In an action brought by plaintiff for an annulment of his marriage to defendant, in which defendant counterclaimed for a separation, plaintiff appeals from a resettled judgment dismissing the complaint, granting a separation to defendant on her counterclaim, awarding custody of the issue of the marriage to defendant, and directing the payment by plaintiff of the sum of $35 a week as alimony for her support and maintenance and for the support and maintenance of the child of the parties, and directing plaintiff to pay certain charges on real property owned by them. Plaintiff sought annulment of the marriage on the ground that at the time of the marriage of the parties, which occurred in Pennsylvania, defendant was married to another man. Upon the trial defendant proved that prior to her marriage to plaintiff she had procured a divorce from her former husband in Mexico, but it appeared that the divorce decree so obtained was a “mail-order” decree and that although both parties to that proceeding had appeared by counsel and had purportedly submitted to the jurisdiction of the Mexican court neither had ever been in that country. The learned court at Special Term held that such a decree would be recognized as valid in the State of Pennsylvania and that the marriage of the present parties in that State was therefore valid. Resettled judgment appealed from modified on the law by striking therefrom the first and second ordering paragraphs and by substituting therefor: (1) A provision that judgment is awarded in favor of the plaintiff, annulling the marriage of the parties; (2) a provision dismissing defendant’s counterclaim for a separation; (3) a provision that the marriage of the parties was contracted by both parties in good faith and with the full belief that the former marriage of the defendant had been dissolved (see Civ. Prae. Act, § 1135, subd. 6); (4) a provision that the judgment in favor of the plaintiff shall be interlocutory and for the entry of final judgment (Civ. Prae. Act, §§ 1175, 1176). In addition, the last ordering paragraph of said judgment appealed from is hereby struck out. As so modified, said judgment is unanimously affirmed, without costs. The findings of fact are affirmed. In our opinion, the law of the State of Pennsylvania

governed the validity of the marriage contracted in that State. (Shea v. Shea, 294 N. Y. 909; Matter of May, 280 App. Div. 647.) However, it is our opinion that the Mexican “ mail-order ” divorce decree which purported to dissolve the marriage between defendant and her former husband was a nullity under the law of Pennsylvania as well as under the law of this State. (Smith v. Smith, 364 Pa. 1; Commonwealth ex rel. Achter v. Achter, 167 Pa. Super. Ct. 603; Commonwealth ex rel. Branch v. Branch, 170 Pa. Super. Ct. 45; see Caldwell v. Caldwell, 298 N. Y. 146; Querze v.

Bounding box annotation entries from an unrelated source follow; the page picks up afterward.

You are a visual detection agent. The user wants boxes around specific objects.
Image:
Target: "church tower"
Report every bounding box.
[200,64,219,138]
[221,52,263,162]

Querze, 290 N. Y. 13.) While no Pennsylvania decision squarely in point has been called to the attention of this court, it appears from the Pennsylvania eases cited above that the courts of that State recognize the necessity for jurisdiction of the marital res in a court which purports to render a divorce decree. Defendant was therefore married to a living person when she purported to marry plaintiff, and that marriage is a nullity. Defendant, therefore, is not entitled to. the judgment of separation awarded to her at Special Term. (Landsman v. Landsman, 302 N. Y. 45; Fischer v. Fischer, 254 N. Y. 463.) Under the circumstances of this case, it is our opinion that the provisions for alimony in the judgment appealed from are proper and should not be disturbed. (See Civ. Prae. Act, § 1140-a.) Present — Nolan, P. J., Carswell, Adel, MaeCrate and Beldock, JJ. Settle order on notice.